Bizdeki Meydan Hangisi?
Macaristan’dan Fransa’ya, İngiltere’den İtalya’ya, kent meydanları ve o meydanların mimarisi çok şey anlatır. O kentin tarihini, kültürünü, anlatmak istediklerini, ama en çok da, anlatacak daha çok şeyi olduğunu… Peki, Antakya Cumhuriyet Anıtı’nın düzenlemesi ve mimarisi bize ne anlatır? İçine düştüğü mimari karmaşada neyin hikâyesini paylaşır?

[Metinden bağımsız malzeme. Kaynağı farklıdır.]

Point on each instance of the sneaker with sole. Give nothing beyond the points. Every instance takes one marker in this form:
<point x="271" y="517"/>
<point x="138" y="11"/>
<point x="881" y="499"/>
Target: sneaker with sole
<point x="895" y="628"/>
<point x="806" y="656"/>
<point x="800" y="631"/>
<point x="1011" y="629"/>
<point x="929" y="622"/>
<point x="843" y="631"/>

Marka şehir nedir? Marka Şehir denince akla ne gelir, hangi şehirler gelir? Londra, Roma, Paris, New York, Madrid, Atina… Liste çok uzun! Peki, bu şehirleri marka yapan şey nedir? Hangi ayrıntılar onları diğerleri noktasında birkaç adım öne çıkartır? Asıl olarak da, bu şehirleri, mimarisi bağlamında ‘marka’ yapan şey nedir? Bu konudaki liste de çok uzun! Mesela tarihleri, barındırdıkları kültürleri, yemekleri, mimari geçmişlerini koruyan bugünleri ve o mimarinin şehre yansıyan görselleri…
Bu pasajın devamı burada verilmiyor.